Ve sonunda Ulrich'in sevgilisinin acımasız kalbi yumuşadı ve Ulrich ona onunla tanışmak istediğini bildirdi. Ama aynı zamanda, ona alçakgönüllülüğünü göstermek zorunda kaldı: dilenci bir elbise giy ve şatoda iyiliklerini bekleyen cüzzamlı kalabalığın yanı sıra, çarşaflardan bükülmüş bir ip pencereden indirilene kadar bir davet bekle. yukardan.
Ulrich von Lichtenstein ile aynı zamanda yaşayan şövalye ve romancı Wolfram von Eschenbach, miğferini bile taktı … hayır, boynuz değil, ancak iki eksen çok stilize edildi.
İğrenmeden (cüzzamlılar arasında yaşayacaksın!) Ulrich neredeyse kusacaktı, ama sonunda yine de ödüllendirildi: Kalbinin leydisi onun yanına gelmesine izin verdi, onu nazikçe karşıladı, sadakati için övdü ve genellikle çok iyi davrandı. sevgiyle, sadece ellerini bırakmadı ve garip bir durum belirledi: aşkını kanıtlamak için pencerenin dışına aynı çarşafta asmak zorunda kaldı. M. Cervantes'in Don Kişot'unu okuyanlar, bu bölümü nereden kopyaladığını ve saf Ulrich'in mutlu bir şekilde kabul etmesinin ardından orada neler olduğunu hemen tahmin edeceklerdir.

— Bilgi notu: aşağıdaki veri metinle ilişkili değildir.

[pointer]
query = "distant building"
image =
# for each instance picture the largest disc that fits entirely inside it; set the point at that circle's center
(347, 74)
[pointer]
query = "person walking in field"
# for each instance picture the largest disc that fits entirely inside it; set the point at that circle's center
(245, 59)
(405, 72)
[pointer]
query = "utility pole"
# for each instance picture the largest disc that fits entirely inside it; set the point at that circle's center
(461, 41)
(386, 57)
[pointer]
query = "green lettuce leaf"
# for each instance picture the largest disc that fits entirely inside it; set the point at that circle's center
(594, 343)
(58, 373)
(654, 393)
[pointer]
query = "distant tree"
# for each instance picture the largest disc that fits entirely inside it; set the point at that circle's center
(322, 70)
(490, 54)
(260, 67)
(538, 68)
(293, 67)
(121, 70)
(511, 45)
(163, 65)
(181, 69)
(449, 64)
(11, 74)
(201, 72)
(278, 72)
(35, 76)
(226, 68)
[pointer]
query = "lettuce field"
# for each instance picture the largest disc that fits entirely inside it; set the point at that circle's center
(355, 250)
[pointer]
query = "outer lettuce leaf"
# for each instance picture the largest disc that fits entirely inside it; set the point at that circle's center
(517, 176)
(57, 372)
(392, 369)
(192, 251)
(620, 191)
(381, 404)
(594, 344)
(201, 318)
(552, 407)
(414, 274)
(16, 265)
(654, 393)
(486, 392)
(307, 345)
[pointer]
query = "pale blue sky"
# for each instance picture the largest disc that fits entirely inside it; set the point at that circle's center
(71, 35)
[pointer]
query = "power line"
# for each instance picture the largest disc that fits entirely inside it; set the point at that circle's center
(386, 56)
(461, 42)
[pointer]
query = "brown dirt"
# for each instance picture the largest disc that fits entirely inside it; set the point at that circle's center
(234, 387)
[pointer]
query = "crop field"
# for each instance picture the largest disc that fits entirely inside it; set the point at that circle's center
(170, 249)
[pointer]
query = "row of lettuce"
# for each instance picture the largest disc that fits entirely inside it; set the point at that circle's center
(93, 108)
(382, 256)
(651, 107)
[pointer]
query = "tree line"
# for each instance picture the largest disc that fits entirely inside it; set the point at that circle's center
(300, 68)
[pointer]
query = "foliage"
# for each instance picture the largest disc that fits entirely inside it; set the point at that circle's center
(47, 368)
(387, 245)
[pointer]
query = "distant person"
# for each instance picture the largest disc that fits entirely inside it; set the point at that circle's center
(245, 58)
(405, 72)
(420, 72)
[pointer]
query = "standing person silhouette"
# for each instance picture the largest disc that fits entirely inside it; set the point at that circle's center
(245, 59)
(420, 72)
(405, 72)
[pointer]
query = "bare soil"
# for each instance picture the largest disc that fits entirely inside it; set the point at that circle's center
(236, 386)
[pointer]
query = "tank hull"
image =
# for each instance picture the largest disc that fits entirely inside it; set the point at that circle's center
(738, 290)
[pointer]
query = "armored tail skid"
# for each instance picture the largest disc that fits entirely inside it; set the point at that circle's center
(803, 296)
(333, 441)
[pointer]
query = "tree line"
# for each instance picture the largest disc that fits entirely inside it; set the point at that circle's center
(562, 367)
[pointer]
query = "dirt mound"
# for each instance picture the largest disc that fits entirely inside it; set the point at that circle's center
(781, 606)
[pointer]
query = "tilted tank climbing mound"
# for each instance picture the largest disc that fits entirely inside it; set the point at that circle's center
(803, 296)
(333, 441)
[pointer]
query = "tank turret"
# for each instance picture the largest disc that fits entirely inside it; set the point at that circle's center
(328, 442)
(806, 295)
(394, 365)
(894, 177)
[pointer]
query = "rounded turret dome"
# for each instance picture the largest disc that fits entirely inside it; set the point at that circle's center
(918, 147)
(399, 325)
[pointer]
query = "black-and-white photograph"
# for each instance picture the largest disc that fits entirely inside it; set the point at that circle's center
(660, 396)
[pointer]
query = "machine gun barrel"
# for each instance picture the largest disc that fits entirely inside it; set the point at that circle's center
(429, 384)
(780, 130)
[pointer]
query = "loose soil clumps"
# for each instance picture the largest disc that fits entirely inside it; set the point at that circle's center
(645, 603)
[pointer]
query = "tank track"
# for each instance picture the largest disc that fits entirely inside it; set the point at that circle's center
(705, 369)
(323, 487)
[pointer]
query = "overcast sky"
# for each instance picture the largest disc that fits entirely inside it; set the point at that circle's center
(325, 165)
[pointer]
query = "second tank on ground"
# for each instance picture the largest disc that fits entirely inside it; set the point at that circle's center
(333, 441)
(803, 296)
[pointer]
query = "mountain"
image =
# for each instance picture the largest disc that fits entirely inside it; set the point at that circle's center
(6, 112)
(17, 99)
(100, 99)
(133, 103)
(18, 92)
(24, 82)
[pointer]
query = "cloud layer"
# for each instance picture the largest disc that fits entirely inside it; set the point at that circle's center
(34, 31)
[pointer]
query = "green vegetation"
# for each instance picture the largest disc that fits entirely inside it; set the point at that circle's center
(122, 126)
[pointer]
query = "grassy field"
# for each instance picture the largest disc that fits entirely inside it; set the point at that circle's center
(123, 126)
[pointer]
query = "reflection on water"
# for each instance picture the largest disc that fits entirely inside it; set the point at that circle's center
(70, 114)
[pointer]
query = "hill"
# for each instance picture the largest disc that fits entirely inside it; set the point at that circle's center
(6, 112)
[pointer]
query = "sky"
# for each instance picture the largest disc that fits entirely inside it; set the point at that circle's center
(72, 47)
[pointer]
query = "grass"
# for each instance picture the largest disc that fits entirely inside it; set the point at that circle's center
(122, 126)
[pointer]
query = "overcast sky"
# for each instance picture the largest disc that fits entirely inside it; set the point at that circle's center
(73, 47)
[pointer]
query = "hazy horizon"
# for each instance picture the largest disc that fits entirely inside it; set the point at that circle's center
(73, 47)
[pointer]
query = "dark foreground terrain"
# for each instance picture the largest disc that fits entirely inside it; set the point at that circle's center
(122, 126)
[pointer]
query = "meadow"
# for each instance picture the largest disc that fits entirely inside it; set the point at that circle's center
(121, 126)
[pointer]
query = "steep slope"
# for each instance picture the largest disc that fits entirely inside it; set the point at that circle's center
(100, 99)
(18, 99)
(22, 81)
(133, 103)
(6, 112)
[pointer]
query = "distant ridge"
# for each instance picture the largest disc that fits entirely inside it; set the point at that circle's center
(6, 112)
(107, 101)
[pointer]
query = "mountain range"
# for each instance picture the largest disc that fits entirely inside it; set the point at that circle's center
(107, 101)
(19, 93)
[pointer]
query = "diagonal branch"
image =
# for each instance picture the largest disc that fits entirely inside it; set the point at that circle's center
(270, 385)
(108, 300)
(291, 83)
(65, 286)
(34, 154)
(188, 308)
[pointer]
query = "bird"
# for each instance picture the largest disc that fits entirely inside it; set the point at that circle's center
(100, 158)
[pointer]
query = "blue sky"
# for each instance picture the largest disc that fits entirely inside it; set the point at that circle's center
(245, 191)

Ulrich acımasızca aldatıldı: Hanımın hizmetçisi çarşafın ucunu bıraktı ve talihsiz kahraman-aşığı oldukça yüksek bir kulenin dibine düştü ve aynı zamanda ağır yaralandı! Ancak Ulrich'in sınırsız aşkı, aşk destanının bu sonunda bile sönmedi ve ancak biraz düşündükten sonra nihayet anladı, …
Amerikan filmi, gerçek "bir şövalye hikayesinden" sonsuz derecede uzak, değil mi? Her ne kadar bir "film" olarak, bir kez izlemek oldukça mümkün. Daha fazla değil.